Wholesale plant nurseries, such as Bailey Nurseries, the assignee of this invention, grow large numbers of potted plants for distribution to various retail greenhouses. It is often necessary to move groups of potted plants from one location to another within the nursery. The number of plants to be moved is often quite large. For example, many hundreds of potted plants might have to be periodically moved within the nursery for various reasons.
Nurseries often load groups of potted plants that need to be moved onto transport wagons. For example, one wagon might hold a group of from thirty to a couple hundred potted plants, the group of plants usually substantially covering the wagon bed. The wagon is then driven to a desired location within the nursery where the plants are to be unloaded. The plants are taken off the wagon and then placed on the ground in the same group they were in while on the wagon. This group of plants might then be left at this location for some time while the plants mature or await shipment.
In some cases, it is possible to load the wagon at a central location where semi-automated plant handling equipment is available. For example, the plants can be delivered by conveyors to workers who stand adjacent the wagon. These workers simply take the plants as they are delivered by the conveyor and slide them onto the wagon bed. This loading can be done relatively quickly and easily.

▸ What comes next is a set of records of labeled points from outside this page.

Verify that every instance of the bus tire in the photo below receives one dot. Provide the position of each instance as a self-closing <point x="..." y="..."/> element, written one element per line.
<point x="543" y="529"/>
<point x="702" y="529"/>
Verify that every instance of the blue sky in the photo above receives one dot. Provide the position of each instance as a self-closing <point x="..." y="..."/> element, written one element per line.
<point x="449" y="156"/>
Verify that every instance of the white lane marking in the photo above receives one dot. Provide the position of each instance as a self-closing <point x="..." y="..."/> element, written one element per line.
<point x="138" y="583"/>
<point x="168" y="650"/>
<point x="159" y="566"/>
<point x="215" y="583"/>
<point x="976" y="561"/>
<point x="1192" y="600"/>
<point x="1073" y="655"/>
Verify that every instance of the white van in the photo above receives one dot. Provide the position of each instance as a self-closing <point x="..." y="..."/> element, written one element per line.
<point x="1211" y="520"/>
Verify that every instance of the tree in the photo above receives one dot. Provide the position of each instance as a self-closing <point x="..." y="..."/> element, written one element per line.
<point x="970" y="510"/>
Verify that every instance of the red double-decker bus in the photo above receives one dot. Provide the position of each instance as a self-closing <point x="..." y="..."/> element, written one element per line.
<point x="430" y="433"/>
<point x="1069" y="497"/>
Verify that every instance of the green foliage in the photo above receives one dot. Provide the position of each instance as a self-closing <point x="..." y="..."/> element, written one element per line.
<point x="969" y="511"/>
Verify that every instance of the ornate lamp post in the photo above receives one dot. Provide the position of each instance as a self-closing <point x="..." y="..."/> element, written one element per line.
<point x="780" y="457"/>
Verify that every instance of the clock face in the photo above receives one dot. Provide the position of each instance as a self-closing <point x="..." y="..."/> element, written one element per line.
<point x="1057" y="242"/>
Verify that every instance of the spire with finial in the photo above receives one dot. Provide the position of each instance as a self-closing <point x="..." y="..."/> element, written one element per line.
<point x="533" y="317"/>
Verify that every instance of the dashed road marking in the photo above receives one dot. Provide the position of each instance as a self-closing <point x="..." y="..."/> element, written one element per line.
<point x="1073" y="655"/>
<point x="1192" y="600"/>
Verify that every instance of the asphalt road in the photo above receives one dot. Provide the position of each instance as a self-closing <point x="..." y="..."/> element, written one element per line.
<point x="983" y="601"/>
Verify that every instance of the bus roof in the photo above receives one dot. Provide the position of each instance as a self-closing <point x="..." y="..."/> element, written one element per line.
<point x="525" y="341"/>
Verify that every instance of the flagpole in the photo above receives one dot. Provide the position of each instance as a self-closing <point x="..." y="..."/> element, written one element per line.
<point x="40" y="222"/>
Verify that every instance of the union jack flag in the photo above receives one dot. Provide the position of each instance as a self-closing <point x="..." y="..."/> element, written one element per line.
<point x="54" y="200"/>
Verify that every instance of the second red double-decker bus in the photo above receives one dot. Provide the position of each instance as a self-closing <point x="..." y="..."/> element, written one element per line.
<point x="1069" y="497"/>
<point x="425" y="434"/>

However, unloading the plants from the wagons after the wagon has been moved into the nursery to some desired drop off location is a different and more difficult task. The drop off location might be anywhere within the nursery. Since the nursery covers many acres, it is not cost effective to have centralized unloading equipment at locations spread throughout the nursery. Accordingly, the potted plants have traditionally been unloaded from the wagon by hand.
Manual unloading of the wagon is strenuous, time-consuming work. It often takes a half hour or forty five minutes for one or two workers to pick up the potted plants from the wagon and place them into a group on the ground. Accordingly, there is a need in the art for an easier and faster way of unloading potted plants from a transport wagon.